Thank you for answering all my questions and concerns. I confirm my positive rating.
This paper introduces MISA, a novel method that enhances prompt-based approaches in Generalized Continual Learning (GCL) by incorporating a forgetting-aware initial session adaptation and a non-parametric logit mask. Experiments demonstrate the proposed method's effectiveness and its ability to improve performance on three representative datasets: CIFAR-100, Tiny-ImageNet, and ImageNet-R.
优点
- The paper is well-structured and easy to understand.
- The authors aimed to propose an effective methodology for a scenario that is closer to real-world conditions, compared to the common CL scenarios assumed by existing prompt-based CL methods.
缺点
- The methodology appears to lack substantial novelty. The approach of using SAM for effective initialization and leveraging previously learned knowledge with masking for robustness against forgetting has been proposed and utilized numerous times in CL.
- In the context of GCL, demonstrating the performance of a pre-trained model on natural images only with similar or closely related benchmarks weakens the paper's claims. It would be important to show that the SAM + masking with a pre-trained model approach remains strong when tested on benchmarks composed of datasets from significantly different domains, such as completely different views, 3D data, or medical imagery.
- The scenario used in the paper is based on an already proposed (limited) GCL scenario that assumes blurry and task-free settings, which may not fully capture the (real) general scenario. I believe including experiments that reflect more realistic situations, such as not knowing the number of classes in the beginning or noisy datasets, would enhance the paper's contribution.
问题
Please address the concerns mentioned above in weaknesses.

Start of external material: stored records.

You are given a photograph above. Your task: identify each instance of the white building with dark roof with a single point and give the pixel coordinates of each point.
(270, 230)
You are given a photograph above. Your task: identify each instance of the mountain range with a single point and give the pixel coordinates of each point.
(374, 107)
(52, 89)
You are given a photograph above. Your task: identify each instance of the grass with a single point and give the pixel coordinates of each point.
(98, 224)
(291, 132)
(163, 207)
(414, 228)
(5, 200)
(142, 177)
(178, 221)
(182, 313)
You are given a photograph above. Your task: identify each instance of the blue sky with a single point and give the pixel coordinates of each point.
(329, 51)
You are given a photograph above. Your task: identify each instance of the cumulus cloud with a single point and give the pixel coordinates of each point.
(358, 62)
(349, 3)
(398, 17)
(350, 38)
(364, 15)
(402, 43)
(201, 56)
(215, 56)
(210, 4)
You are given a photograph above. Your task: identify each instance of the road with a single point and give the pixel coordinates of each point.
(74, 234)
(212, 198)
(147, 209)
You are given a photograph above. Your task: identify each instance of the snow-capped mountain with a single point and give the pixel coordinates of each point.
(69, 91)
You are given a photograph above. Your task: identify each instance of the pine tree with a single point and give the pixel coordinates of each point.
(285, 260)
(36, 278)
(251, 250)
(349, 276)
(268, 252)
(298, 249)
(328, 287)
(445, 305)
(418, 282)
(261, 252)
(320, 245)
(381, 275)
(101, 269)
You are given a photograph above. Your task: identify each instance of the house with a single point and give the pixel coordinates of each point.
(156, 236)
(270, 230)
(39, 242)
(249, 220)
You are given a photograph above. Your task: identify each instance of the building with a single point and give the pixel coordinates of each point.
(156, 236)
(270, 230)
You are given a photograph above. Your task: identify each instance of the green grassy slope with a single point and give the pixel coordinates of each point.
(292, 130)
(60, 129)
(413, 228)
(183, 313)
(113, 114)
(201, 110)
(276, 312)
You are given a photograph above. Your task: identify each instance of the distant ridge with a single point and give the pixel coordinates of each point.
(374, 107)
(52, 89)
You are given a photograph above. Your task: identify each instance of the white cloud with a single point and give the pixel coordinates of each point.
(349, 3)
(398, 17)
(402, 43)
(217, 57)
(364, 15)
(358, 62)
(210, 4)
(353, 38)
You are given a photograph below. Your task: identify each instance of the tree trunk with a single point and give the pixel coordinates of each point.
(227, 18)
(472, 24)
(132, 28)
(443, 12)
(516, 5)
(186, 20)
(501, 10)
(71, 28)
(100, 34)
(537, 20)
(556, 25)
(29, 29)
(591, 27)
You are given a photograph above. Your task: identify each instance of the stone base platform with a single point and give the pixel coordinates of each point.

Thank you for the valuable comments. Below, we provide a point-to-point response to these comments and summarize the corresponding revisions. We hope these responses provide sufficient reasons to raise the score. We would be happy to address any further questions.
Q1: Novelty of the proposed approach.
Our main motivation is to advance prompt-based methods in general continual learning (GCL), especially for online data streams and blurry task boundaries. Although prompt-based methods achieve excellent performance in regular CL settings, many critical issues (e.g., poor initial performance, limited generalizability, severe catastrophic forgetting, etc.) are clearly exposed under the requirements of GCL. In this regard, we demonstrate the importance of specialized designs of tunable parameters in prompt-based methods, i.e., the prompt parameters and the output layers.
We respectfully remind the reviewer of our method design, i.e., Initial-session adaptation (ISA), forgetting-aware optimization (FAM), and non-parametric logit masking. To the best of our knowledge, we are the first to explore the benefits of prompt pre-training for CL. Moreover, we construct pseudo CL tasks to approximate forgetting-sensitive directions in flatness optimization, which stands for the key considerations of adapting flatness optimization in the context of CL. Therefore, our FAM differs from the standard SAM and is more adapted to GCL methods. We also re-design the learnable logit masking of state-of-the-art GCL baseline, making it more effective, easy to use, and avoid CL-relevant hyperparameters. As recognized by all the other reviewers, the proposed modifications are interesting and useful (Reviewer n9s5), interesting and effective (Reviewer y3su), and noteworthy (Reviewer 1W4v).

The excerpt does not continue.